• Import problems was meta: countries in the sea of time

    From pyotr filipivich@21:1/5 to All on Wed Feb 19 13:09:24 2020
    XPost: alt.time-travel

    Ed Stasiak <estasiak@att.net> on Wed, 22 May 2013 19:15:56 -0700 (PDT)
    typed in alt.time-travel the following:
    Rich Rostrom
    Ed Stasiak

    Availability would drop and costs would increase...

    You don't get it. Availability of these
    things drops _instantly_ to _zero_.

    Yabut, _what_ things?

    The U.S. imports plastic sporks from China and that will
    be gone in this scenario. Now the U.S. could ramp up
    domestic spork production but I suspect that due to the
    strange situation and the need for plastics for higher
    priority areas of the economy, we wouldn't bother.

    Initially, kids would have to bring their own forks to school
    for lunch and down the line, school cafeterias would provide
    silverware as they did back in oldy timey days.

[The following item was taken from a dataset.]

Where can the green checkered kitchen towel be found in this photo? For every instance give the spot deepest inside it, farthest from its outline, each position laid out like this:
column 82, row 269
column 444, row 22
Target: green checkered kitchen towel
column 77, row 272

    You have to define what "hurt' means in this context and
    I just don't see this being that much of a problem for the
    average Joe American Citizen.

    The inserts for machine tools are imported. How long to ramp up production of those so that you can start making the machined parts to
    replace the imports?

    Various annoyances, sure (gas prices spike, tomatoes
    might not be available in northern states during winter,
    etc) but nothing we couldn't easily deal with.

    Did we mention that the subways stop running, because the plates
    used to attach rails to ties were imported, and there isn't a domestic
    source?

    --
    pyotr filipivich
    Next month's Panel: Graft - Boon or blessing?